Pengaruh globalisasi dan modernisasi saat ini berdampak pada lunturnya nilai-nilai masyarakat adat seperti gotong royong, penghormatan budaya, semangat mempertahankan wilayah adat serta mempelajari falsafah leluhur. Kecenderungannya tergerus oleh derasnya pengaruh yang tidak terkendalikan.
Demikian diungkapkan oleh Kartini Arruan Bulawan, Mayasari Bombong dan Desi Bulawan, perempuan adat dari Komunitas Balla Messalu, Kabupaten Mamasa, Sulawesi Barat, saat mengikuti Pembukaan Kongres Aliansi Masyarakat Adat Nusantara ke V di Tanjung Gusta Medan, pada Jum’at (17/3/2017).
Menurutnya, untuk dapat mengendalikan pengaruh negatif modernisasi diperlukan peran pemuda adat yang lebih intensif dalam memberikan pengetahuan dan berbagi pengalaman kepada masyarakat adat.
“Saya bergabung dengan Aliansi Masyarakat Adat Nusantara (AMAN) sejak tahun 2014, dan baru tahun lalu bergabung dengan perempuan Aman” terang Kartini.
Sehari-hari, Kartini dan kedua rekannya aktif untuk mendampingi perempuan adat dalam bertani melalui pemanfaatan lahan pekarangan, berkebun dan belajar menenun.
“Tujuannya agar mereka mencintai produk tanah mereka sendiri” ujarnya.
Demikian halnya yang dilakukan oleh Mayasari Bombong, yang kesehariannya rela mendampingi perempuan adat lainnya dalam bertani dan menenun.
“Makna adat itu adalah karakter anak muda dan itu merupakan warisan leluhur yang harus dipertahankan, mengingat saat ini juga banyak anak muda yang tidak tahu bahasa daerah”
“Bahasa luar juga penting untuk berkomunikasi, tapi bahasa daerah lebih penting sebagai warisan budaya” ungkap Maya.
Desi Bulawan menyatakan jika teknologi dan komunikasi yang berkembang saat ini dapat dimanfaatkan oleh masyarakat adat untuk mengenalkan budaya-budaya adat ke wilayah yang lebih luas lagi.
“Disini mayoritas petani, jika anak mudanya tidak dilatih bertani maka kedepannya akan hilang generasi yang akan melanjutkan perjuangan masyarakat adat kami” ujar Kartini.
Deny Rahadian, Koordinator Nasional JKPP menyambut baik upaya yang dilakukan tiga gadis adat di Mamasa tersebut.
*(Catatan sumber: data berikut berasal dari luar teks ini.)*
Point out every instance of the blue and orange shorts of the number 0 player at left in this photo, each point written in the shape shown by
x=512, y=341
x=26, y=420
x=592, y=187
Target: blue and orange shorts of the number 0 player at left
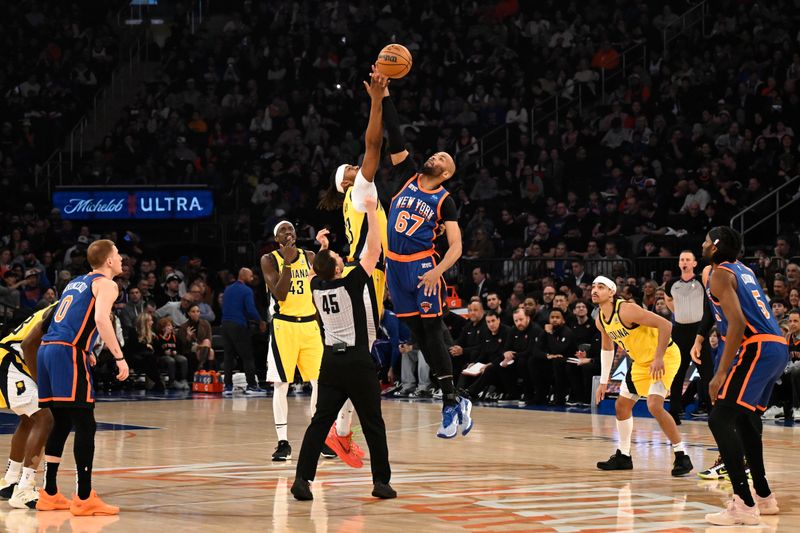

Menurutnya, peran perempuan sangat penting dalam pengelolaan sumber daya alam dan pendidikan.
“JKPP menekankan jika dalam proses pemetaan partisipatif dan perencanaan kampung selalu melibatkan perempuan, terutama untuk menjadi pemberi sumber-sumber informasi penting yang sangat detil dan akurat, sehingga hasilnya selalu lebih baik” ujarnya.
Hal senada disampaikan oleh Amran Tambaru, Koordinator SLPP Sulawesi Tengah, menurutnya peran perempuan dalam perencanaan desa dan kawasan adat, tidak hanya dilibatkan dalam sisi kuantitas saja, tetapi harus terlibat dalam pengambilan keputusan dan pengawalan.
“Saya sangat apresiasi dengan yang dilakukan oleh Kartini dan kawan-kawannya di Sulbar, semoga dapat menginspirasi generasi muda di berbagai tempat lainnya”
“Ditempat kami, di Masyarakat Adat Wana Posangke, Sulawesi Tengah, perempuan adat selalu terlibat dalam sekolah-sekolah adat atau sekolah kampung, sehingga dapat melahirkan kader lokal yang memahami karakter adatnya” jelas Amran.
Ditambahkan Amran, perempuan lebih mempunyai karakter dan lebih menyentuh, sehingga transformasi pengetahuannya lebih mudah dipahami.